Si bloccò per qualche istante con la tazza di caffè a mezz'aria senza il coraggio di avvicinarla alla bocca, deglutì e continuò.
"Si, molto."

"Anche io." affermai e lo colsi di sorpresa perchè i suoi movimenti divennero più lenti e il suo sguardo assente.

"Ci vieni a dormire con me?" domandai senza freni inibitori e fu come lanciarsi nel vuoto con la consapevolezza di atterrare sull'asfalto.
Condannarsi a morte da soli: era quello che stavo facendo.

Stavo alimentando un sentimento che non doveva esistere, che non faceva parte di me.
Stavo alimentando qualcosa che avrei dovuto solo reprimere come in passato ma che questa volta urlava per uscire dal mio petto.
Mario rimase con la testa china sul suo piatto senza il coraggio di alzarla e guardarmi.

"Allora.. hai sentito?" incalzai finchè finalmente girò i suoi occhi neri su di me e mi accarezzò con il suo sguardo smarrito.

"Ci vieni a dormire con me?" continuai: "Intendo sempre. Tutte le notti. Ti va?"

La perplessità lasciò spazio ad un sorriso timido che accese il suo volto e da quel momento in poi non toccammo più quell'argomento.
Parlammo ancora del freddo di febbraio, della voglia di comprare un nuovo televisore e della fretta di dover fare la spesa.

"Adesso hai capito cosa vuol dire.. cosa si prova quando si vuole bene ad una persona?" domandò lui tra un discorso e un altro.

"No. Insegnamelo tu."

E quella probabilmente fu più una promessa che una richiesta: ti prometto che se ci proveremo insieme, ti renderò felice.
Ti prometto che se non andrai via, sarò un uomo migliore.
Ti prometto che qualsiasi cosa accada, non dimenticherò mai la notte che ho abbiamo trascorso insieme.
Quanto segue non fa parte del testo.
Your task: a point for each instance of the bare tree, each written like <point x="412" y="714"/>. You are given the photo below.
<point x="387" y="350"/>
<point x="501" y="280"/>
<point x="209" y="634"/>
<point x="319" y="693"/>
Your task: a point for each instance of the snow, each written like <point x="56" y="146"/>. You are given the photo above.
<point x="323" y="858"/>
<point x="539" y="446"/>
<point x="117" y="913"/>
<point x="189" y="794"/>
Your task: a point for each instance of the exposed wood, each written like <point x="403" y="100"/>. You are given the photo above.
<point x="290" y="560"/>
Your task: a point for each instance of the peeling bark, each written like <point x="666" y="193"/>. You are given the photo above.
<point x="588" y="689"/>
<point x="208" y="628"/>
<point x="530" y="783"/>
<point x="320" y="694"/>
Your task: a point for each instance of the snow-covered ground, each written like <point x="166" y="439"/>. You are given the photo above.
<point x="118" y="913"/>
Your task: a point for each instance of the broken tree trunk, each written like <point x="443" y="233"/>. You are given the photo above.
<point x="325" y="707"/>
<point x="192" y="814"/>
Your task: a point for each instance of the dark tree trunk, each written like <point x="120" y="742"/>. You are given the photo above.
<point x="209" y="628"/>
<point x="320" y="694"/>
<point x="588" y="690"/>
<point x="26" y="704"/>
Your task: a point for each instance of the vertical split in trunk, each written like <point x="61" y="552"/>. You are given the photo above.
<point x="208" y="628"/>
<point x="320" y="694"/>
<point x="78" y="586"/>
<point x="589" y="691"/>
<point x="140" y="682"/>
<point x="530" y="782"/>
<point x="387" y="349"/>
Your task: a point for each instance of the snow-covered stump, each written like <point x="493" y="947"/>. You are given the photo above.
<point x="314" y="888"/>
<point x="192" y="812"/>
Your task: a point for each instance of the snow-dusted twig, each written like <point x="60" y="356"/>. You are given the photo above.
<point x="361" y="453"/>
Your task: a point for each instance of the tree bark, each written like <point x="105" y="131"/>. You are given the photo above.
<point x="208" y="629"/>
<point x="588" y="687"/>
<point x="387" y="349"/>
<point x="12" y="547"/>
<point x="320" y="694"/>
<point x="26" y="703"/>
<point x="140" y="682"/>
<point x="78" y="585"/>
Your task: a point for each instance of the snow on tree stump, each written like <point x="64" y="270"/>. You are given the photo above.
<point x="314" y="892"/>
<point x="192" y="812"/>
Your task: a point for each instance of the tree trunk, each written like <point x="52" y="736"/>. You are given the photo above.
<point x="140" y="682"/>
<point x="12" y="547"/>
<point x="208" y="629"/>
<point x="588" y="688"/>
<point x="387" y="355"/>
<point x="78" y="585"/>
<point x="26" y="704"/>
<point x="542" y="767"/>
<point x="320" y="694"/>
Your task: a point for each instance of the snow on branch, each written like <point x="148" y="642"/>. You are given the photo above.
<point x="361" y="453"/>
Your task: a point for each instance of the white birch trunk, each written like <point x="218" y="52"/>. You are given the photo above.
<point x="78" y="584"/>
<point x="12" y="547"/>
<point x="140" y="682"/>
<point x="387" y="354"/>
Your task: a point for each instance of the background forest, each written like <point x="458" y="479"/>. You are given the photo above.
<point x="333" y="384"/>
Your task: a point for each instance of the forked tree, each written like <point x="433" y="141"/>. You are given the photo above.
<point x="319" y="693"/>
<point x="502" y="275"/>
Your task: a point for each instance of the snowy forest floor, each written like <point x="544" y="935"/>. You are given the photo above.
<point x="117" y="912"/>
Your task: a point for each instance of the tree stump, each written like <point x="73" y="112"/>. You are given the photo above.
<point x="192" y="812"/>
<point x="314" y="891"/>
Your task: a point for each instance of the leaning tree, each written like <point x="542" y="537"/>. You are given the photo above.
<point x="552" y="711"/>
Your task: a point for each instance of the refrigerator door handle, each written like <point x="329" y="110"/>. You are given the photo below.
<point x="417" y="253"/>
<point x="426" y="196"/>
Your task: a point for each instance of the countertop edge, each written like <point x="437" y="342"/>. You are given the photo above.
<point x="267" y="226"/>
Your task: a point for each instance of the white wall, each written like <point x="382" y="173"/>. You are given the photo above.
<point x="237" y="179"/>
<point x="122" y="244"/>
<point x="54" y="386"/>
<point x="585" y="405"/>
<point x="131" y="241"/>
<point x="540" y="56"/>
E mantenni la promessa perchè quel giorno non lo dimenticai mai.

Sorseggiai quel caffè mentre lui mi elencò tutti le volte in cui mi aveva dimostrato il suo amore, cosa volesse dire prendersi cura l'uno dell'altro, cosa volesse dire provare sentimenti.

In tutto quel vortice di parole trovai finalmente una risposta:

vuoi bene a una persona quando non ti piacciono i dolci ma se lui si sveglia presto la mattina per prepararti i pancakes, improvvisamente, diventano il piatto più buono del mondo.